Belfast Telegraph

Belfast Giants' financial woes are in the past, says Todd Kelman

By Steven Beacom

Todd Kelman believes that the serious financial problems that almost saw the Belfast Giants go under are well and truly in the past.

While all those associated with the Giants have been smiling this week following the club’s Elite League triumph, frowns were to the fore back in 2003 when the Belfast ice hockey team were close to going to the wall.

Indeed at that stage the whole Super League, as it was called back then, was in danger of going bankrupt.

Thankfully everyone stepped back from the cliff and now the sport in the United Kingdom appears to be going from strength to strength.

It may seem a little downbeat given that they have just become champions, but after what happened in Scotland to Rangers with the club going into administration, the financial question is worth asking.

After all if it could happen to the Glasgow giants, it could happen to other sporting outfits like the Belfast Giants.

So, is there any chance of the modern day Odyssey-based Giants folding?

General Manager Kelman smiles, before joking: “No, we pay our taxes.”

Then he gets serious, reflecting on the tough times when he was a player.

He says: “After our third year in 2003 we almost went bankrupt and the whole League almost went bankrupt. Thankfully the League was restructured because everyone realised that owners were simply spending too much on players.

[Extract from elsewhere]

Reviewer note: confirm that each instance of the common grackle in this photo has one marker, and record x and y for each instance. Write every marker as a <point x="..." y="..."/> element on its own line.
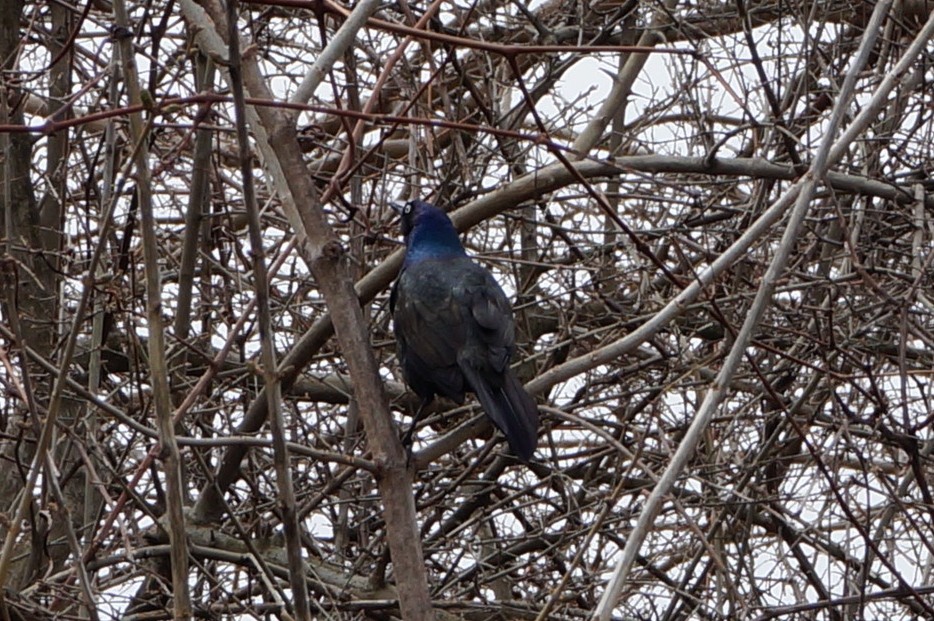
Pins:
<point x="454" y="328"/>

“They made it that player salaries were affordable to owners so that clubs could survive.

“There is no point in losing hundreds of thousands to win a championship. It's just not worth it.

“You look at Rangers, which is one of the biggest clubs in the world, yet they have lost all that money and are in so much financial difficulty.

“One problem that football has is that there is always one owner willing to spend more than rivals in a bid to get ahead, but going down that road can cause problems.

“That's why I like salary caps. We are not a big spending league and the cap keeps everyone in check and you know how much you can pay. Maybe football could learn from north American sports that have salary caps.”

Kelman adds there is now more positivity surrounding ice hockey in the UK than there has been for some time.

He says: “The Elite League has 10 solid teams now. We've gained another three teams in Scotland and the next move is to try and get a team in London which would put our League on the map even more. Financially it appears the teams are strong.

“When I started here, it seemed like a team was folding every year. Now when we are at meetings about the League we talk about how we will sell out the play-off games rather than who is losing money or who is struggling to survive and whose players aren't going to have sticks this week.

“It's all positive talk which is great for the sport.”